Senior real estate and finance leaders are leaning harder than ever on their lease data to shape strategy, expand space while hedging against economic uncertainty and tightening their grip on costs and compliance, according to a new report from Visual Lease, a CoStar company.
Visual Lease’s report, “The Trends, Risks and Opportunities Shaping Lease Portfolio Management,” says executives are “elevating strategic decision-making” about real estate and using lease portfolio data for forecasting, budgeting, negotiations and cost savings. One of the most notable shifts is a renewed appetite for additional commercial real estate space. In 2024, 56% of respondents planned to add space as part of their strategy. This year, that share climbed to 70%, a 14-percentage-point increase. Of those planning to add space, 44% expect to expand existing locations, 44% plan to use co-working spaces and 38% anticipate adding new satellite sites.

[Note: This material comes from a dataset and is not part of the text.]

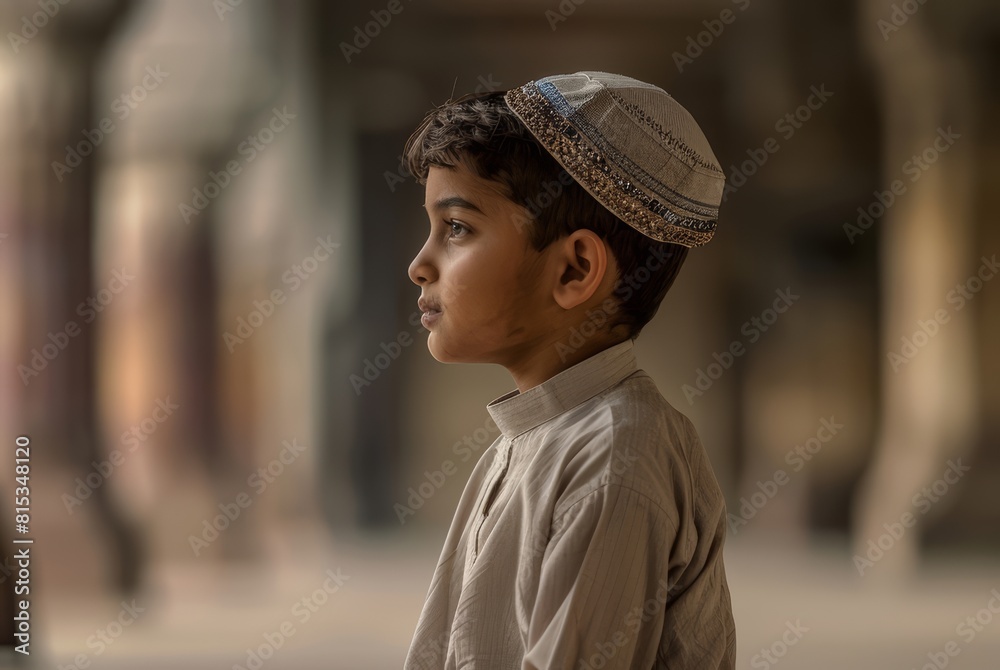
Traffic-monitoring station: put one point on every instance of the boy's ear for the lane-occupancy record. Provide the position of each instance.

Even as expansion plans accelerate, respondents remain cautious about capital commitments. According to the report, 64% said their companies are “extremely or very likely” to delay facility upgrades or moves in 2026 because of the state of the economy. Flexibility has become a key hedge: 78% of respondents say retaining flexible lease options is “extremely” or “very important” today, up from 61% in 2024. Visual Lease notes that greater flexibility allows companies to respond more easily to changing economic or workplace conditions.
Despite broader debate about the value of ESG and sustainability reporting and some rollbacks in government requirements, Visual Lease
finds that companies are still investing in these efforts. About 80% of real estate leaders and 88% of finance leaders continued to prioritize ESG and sustainability reporting more in 2025 than in 2024. To support this and other objectives, executives are seeking better visibility and control over their lease portfolios. The share of respondents who were either “very” or “extremely” confident in understanding costs, risks and opportunities in their CRE portfolios rose to 71% this year, up from 52% last year.
Visual Lease reports that real estate leaders are using lease data across a range of strategic functions. According to the survey, 57% use lease information to enhance financial forecasting and budgeting, 51% to optimize lease renewals and negotiations, and 50% to improve space utilization and planning. Another 49% use lease data to identify cost-saving opportunities, 49% to support sustainability and ESG initiatives and 42% to benchmark portfolios against market trends and competitor data. When negotiating new leases, 65% of real estate executives rely on third-party real estate service providers or brokers, 55% on a licensed real estate data provider and 53% on industry peers.
To enable this level of analysis, the report says that lease management software is necessary and that Visual Lease sells such solutions. The broader implication is that, whether sourced from a third party or developed in-house, organizations need a data system that can store lease information, surface relevant terms and compile, manipulate and report on what is in their leases.